The main point of concern is exactly there, all the browsing takes place by means of Amazon’s servers, like with some highly controlled proxy server, where the user’s privacy is not only non-existent, but highly likely to be monitored.
Such monitoring can then be (mis)used to provide users with targeted advertising, which is the most docile form of misuse that can be construed. This is besides the fact that the Silk browser is, in fact, much faster. On the other hand, it conveys all your entered passwords to the Amazon servers.
From the view of the simple user, the Amazon Tablet PC the Kindle Firecomes pre-loaded with more software than the Nook Tablet. Frankly speaking, the biggest advantage Amazon has is the Amazon Prime service.
While both services can hook up on Hulu and Netflix, only Fire comes with one month free Amazon Prime, which provides instant streaming of thousands of movies and TV shows, as well as access to the lending library.
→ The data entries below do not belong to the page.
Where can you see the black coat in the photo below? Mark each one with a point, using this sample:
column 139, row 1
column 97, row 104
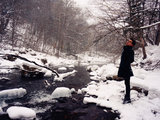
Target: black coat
column 127, row 58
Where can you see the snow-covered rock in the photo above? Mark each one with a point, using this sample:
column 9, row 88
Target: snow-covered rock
column 62, row 69
column 61, row 92
column 24, row 113
column 12, row 93
column 63, row 75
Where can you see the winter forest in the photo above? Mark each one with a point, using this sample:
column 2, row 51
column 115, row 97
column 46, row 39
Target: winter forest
column 60, row 59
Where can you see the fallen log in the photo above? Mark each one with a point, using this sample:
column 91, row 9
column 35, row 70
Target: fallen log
column 25, row 59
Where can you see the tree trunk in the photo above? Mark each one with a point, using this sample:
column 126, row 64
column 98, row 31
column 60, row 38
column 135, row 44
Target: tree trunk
column 143, row 48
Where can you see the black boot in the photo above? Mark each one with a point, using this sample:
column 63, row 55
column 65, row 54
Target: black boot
column 126, row 100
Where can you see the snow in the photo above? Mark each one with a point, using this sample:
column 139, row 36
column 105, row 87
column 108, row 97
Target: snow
column 63, row 75
column 111, row 93
column 16, row 112
column 108, row 93
column 62, row 69
column 12, row 93
column 61, row 92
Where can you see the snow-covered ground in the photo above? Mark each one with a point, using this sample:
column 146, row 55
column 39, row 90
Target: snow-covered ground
column 108, row 93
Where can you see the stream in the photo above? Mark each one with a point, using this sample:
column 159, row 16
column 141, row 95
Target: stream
column 38, row 98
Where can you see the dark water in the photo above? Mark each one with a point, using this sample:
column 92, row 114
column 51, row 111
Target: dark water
column 65, row 108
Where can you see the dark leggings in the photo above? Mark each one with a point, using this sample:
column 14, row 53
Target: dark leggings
column 127, row 84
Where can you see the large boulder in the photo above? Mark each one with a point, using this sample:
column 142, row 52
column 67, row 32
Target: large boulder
column 17, row 112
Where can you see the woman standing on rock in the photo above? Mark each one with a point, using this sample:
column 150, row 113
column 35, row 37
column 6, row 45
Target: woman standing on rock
column 125, row 70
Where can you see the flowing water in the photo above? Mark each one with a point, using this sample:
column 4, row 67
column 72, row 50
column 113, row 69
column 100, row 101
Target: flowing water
column 38, row 98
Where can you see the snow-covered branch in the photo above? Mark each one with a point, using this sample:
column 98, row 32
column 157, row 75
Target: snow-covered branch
column 147, row 26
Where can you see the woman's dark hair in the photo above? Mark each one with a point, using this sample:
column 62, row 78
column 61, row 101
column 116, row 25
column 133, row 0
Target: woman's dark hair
column 133, row 41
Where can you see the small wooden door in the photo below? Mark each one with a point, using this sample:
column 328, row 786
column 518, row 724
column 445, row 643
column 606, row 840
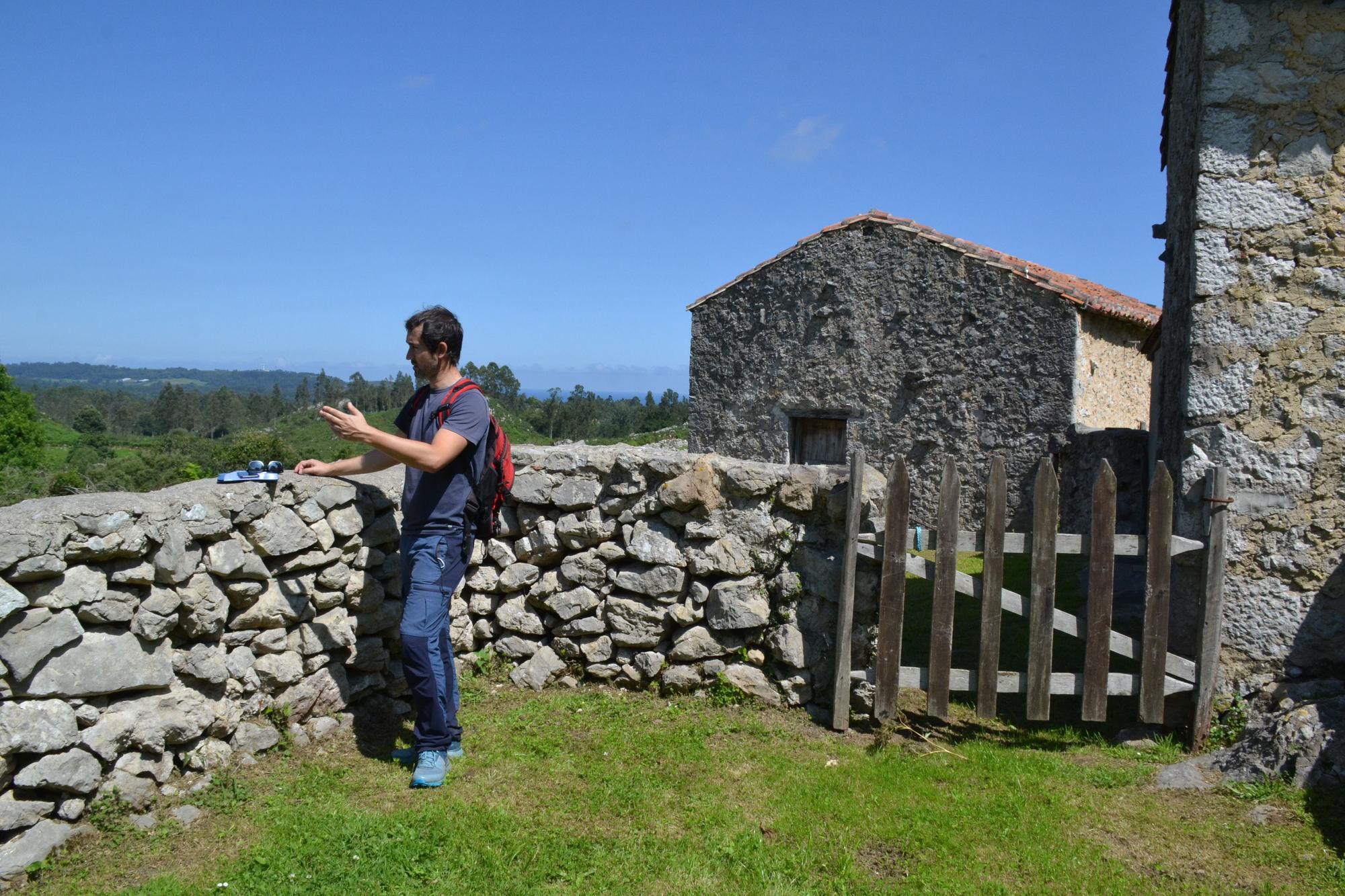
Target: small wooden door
column 817, row 440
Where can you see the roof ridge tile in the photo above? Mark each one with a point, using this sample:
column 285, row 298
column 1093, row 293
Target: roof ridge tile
column 1091, row 296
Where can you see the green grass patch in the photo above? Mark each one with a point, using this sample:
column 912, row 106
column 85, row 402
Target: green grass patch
column 645, row 438
column 56, row 434
column 615, row 791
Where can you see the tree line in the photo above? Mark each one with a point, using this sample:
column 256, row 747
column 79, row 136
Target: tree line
column 131, row 443
column 216, row 413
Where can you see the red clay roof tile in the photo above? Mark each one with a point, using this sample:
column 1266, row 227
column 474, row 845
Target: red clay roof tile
column 1086, row 294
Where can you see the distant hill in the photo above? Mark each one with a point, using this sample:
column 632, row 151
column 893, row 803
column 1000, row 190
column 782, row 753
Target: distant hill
column 151, row 380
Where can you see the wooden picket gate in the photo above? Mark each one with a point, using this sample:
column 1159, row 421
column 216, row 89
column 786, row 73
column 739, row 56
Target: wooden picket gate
column 1161, row 673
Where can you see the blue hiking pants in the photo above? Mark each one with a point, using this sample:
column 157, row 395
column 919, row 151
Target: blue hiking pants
column 432, row 565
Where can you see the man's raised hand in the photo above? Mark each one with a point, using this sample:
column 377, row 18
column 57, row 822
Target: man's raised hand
column 349, row 425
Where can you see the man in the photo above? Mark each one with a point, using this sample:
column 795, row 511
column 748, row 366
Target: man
column 442, row 464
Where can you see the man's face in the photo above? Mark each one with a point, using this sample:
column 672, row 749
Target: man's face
column 424, row 362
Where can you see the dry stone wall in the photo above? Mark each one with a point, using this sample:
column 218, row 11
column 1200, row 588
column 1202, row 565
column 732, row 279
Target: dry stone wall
column 143, row 638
After the free trial period, Amazon Prime costs $79 per year. Additionally, the access to the Amazon mp3 store is another plus. As the only music store capable of rivaling Apple’s iTunes, Amazon mp3 store offers instant access to millions of songs.
Kindle Fire vs Nook Tablet application stores
Frankly speaking, both stores, the Amazon App store and the Barnes & Noble Nook Apps store are not even close to the Google Play and never will be. Barnes & Noble does not even have the popular game Plants vs Zombies, for instance.
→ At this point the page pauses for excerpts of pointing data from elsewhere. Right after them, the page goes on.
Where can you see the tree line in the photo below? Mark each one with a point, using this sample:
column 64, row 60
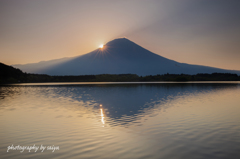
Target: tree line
column 9, row 74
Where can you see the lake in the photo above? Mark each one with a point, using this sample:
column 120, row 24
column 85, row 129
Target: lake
column 192, row 120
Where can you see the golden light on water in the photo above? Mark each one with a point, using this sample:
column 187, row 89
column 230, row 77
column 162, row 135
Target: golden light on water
column 102, row 116
column 101, row 46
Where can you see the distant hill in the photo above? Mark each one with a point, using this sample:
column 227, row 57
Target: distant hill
column 119, row 56
column 9, row 73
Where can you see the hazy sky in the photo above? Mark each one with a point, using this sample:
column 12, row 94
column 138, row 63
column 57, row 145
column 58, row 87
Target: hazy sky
column 205, row 32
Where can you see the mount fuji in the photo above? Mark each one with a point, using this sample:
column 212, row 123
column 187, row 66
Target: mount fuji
column 119, row 56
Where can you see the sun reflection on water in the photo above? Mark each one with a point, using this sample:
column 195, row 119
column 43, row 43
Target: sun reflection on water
column 102, row 115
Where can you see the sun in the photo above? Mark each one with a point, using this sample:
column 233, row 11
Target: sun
column 101, row 46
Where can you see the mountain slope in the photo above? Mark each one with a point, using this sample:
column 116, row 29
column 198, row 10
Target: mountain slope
column 120, row 56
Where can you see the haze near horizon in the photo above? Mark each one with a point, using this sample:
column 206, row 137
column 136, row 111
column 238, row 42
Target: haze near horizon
column 195, row 32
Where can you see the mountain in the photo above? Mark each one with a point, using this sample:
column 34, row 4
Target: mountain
column 119, row 56
column 9, row 74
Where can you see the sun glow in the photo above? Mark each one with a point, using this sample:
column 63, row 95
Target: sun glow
column 101, row 46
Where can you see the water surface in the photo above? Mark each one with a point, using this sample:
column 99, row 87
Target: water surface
column 122, row 120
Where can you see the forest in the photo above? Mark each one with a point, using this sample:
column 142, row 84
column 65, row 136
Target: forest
column 9, row 74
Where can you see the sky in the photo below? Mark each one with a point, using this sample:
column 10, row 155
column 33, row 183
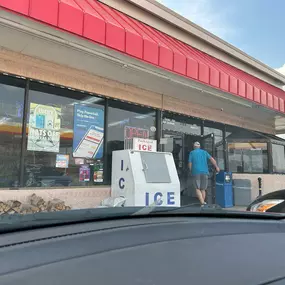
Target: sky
column 254, row 26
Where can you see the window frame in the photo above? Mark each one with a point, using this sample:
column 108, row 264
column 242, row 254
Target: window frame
column 247, row 141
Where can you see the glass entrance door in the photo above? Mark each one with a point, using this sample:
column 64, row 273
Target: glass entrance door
column 208, row 144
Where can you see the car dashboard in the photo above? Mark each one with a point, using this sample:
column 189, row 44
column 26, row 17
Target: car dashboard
column 154, row 250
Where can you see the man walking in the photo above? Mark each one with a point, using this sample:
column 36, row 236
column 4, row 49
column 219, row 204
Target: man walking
column 198, row 165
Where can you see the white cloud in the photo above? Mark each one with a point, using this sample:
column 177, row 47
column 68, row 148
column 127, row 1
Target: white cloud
column 281, row 69
column 204, row 14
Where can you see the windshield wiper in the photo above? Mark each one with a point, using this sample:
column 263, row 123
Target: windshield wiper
column 16, row 222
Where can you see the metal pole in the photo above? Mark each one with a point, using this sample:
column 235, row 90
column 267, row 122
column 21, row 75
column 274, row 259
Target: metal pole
column 24, row 134
column 259, row 186
column 159, row 129
column 106, row 174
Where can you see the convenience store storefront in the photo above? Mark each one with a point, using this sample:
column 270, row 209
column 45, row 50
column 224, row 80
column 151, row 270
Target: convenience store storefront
column 119, row 84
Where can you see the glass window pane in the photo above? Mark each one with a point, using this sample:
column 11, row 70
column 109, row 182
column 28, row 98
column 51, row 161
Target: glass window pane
column 125, row 122
column 217, row 130
column 248, row 157
column 63, row 124
column 181, row 124
column 278, row 156
column 11, row 120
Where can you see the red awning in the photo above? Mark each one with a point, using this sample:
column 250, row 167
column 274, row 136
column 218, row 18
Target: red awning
column 99, row 23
On the other hand, with the MicroSD slot, the Nook offers the possibility of “dual-booting” where custom made ROMs can boot any kind of available Android OS without rooting the device and voiding the warranty.
With the higher RAM and storage, you can have a completely different and exciting device simply by booting the other OS, including full access to the Google Play. This is perhaps the biggest plus of the Nook tablet.
Then, there is the Kindle Fire vs Nook Tablet price war. Fifty dollars that the Nook Tablet costs more does not seem to be a huge difference, particularly if you consider the additional RAM and storage, but for that cash you can almost finance a whole year of Amazon Prime and you do not really need any additional storage, being that both services give you unlimited cloud storage for purchased content.
The biggest deal breaker is of course the location limitation that will ultimately squash the perhaps better option in terms of expansion capabilities. Amazon is available almost all over the world; Barnes & Noble is limited to the North American continent, despite the fact that they do deliver merchandise all over the world.
This will surely reflect in overall sales of tablets. It does in terms of revenue, Amazon rakes in seven times more cash than B&N yearly.